Am 6. Mai jährte sich Thoreaus Todestag zum 150. Mal, und während sein Werk längst zum Kanon amerikanischer Literatur gehört, hat die Entwicklung der Eigenheime längst jegliche Askese hinter sich gelassen. Im Jahr 2009 betrug die durchschnittliche Größe amerikanischer Häuser stolze 250 Quadratmeter. Platz genug also, um Tonnen nutzloser Kalksteine abzustauben.
Hierzulande hält man heute zwar nur bei 140 Quadratmetern, und es ist auch keine Immobilienblase geplatzt. Doch angesichts des fortschreitenden Flächenfraßes wird die Frage, ob das Land noch mehr Einfamilienhäuser verträgt oder dieses nicht besser ganz zu entsorgen sei, immer öfter gestellt. Heiraten, Häusl bauen, Häusl abbezahlen, diese vermeintlich unabänderliche Tradition ist kaum drei Generationen alt. Die Gefahren von einzementierten Familienkonstellationen in aufgepimpten Wohnburgen sah man drastisch vorgeführt in Ulrich Seidls Film Hundstage, wo sich Mann und Frau im überdimensionierten Eigenheim grimmig anschweigen wie in einem Grabmal eingesperrte Mumien.

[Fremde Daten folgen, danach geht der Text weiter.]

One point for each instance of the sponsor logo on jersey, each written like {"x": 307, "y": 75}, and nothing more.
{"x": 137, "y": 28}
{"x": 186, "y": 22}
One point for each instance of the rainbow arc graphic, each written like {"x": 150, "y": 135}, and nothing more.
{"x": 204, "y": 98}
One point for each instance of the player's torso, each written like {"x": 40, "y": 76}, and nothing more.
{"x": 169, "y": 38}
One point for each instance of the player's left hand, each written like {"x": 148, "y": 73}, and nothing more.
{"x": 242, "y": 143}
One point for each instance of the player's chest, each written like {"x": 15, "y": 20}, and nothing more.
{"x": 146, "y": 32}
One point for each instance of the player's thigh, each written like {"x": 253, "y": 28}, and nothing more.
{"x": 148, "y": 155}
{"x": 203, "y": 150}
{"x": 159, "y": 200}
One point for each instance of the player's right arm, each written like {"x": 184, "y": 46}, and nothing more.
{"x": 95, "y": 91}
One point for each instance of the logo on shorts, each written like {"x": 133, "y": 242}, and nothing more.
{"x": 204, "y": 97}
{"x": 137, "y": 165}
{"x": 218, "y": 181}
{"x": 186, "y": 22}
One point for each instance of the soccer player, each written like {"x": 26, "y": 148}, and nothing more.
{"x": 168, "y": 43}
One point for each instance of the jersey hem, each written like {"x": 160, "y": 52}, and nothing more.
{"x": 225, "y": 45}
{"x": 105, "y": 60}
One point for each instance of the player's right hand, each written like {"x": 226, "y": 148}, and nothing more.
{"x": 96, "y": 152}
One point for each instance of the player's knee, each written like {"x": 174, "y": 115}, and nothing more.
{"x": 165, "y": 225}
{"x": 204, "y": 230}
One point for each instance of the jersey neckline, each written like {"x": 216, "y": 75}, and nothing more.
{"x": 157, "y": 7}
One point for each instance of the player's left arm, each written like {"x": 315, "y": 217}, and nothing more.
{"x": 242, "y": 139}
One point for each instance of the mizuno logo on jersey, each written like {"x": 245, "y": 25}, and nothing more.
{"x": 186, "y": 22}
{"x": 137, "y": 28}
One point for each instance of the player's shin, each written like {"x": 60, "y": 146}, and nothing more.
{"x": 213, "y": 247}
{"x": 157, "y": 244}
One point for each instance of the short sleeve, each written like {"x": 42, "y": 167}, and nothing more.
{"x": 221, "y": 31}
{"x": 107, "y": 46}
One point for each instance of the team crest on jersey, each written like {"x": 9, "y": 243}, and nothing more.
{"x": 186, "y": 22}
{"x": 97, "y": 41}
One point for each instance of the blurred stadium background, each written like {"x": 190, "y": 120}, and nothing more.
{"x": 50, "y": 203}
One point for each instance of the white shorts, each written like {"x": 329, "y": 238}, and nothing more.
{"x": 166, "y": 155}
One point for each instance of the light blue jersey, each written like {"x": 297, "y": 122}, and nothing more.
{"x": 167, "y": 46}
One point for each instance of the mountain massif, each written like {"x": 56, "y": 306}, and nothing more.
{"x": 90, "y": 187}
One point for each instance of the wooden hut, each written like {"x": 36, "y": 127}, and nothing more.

Doch seit Beginn der Immobilienkrise in den USA und dem sprunghaften Anstieg an Zwangsvollstreckungen kommt es nicht nur dort zum Umdenken, und Thoreaus Ideale von Bescheidenheit werden zwangsläufig wieder aktuell. Schon 2002 hatte sich eine kleine Interessengemeinschaft zum Small House Movement zusammengeschlossen. Dessen Gründungsmitglied Jay Shafer leitet heute die Tumbleweed Tiny House Company, mit der er eine Auswahl winziger und mittelkleiner Fertighäuser anbietet. Darunter auch "houses to go", sozusagen Gartenhäusl auf Rädern. Dass eines davon den Markennamen Walden trägt, überrascht kaum.
"Ich hatte mir immer mehr Gedanken gemacht über die Auswirkungen, die große Häuser auf ihre Umwelt haben. Außerdem hatte ich keinen Bedarf an Unmengen ungenützten Raums", erklärt Shafer. "Also habe ich für die kleinen Häuser so viel Fläche eingespart wie möglich. Diese Kleinheit ermöglicht einen eigenen, langsamen Lebensrhythmus."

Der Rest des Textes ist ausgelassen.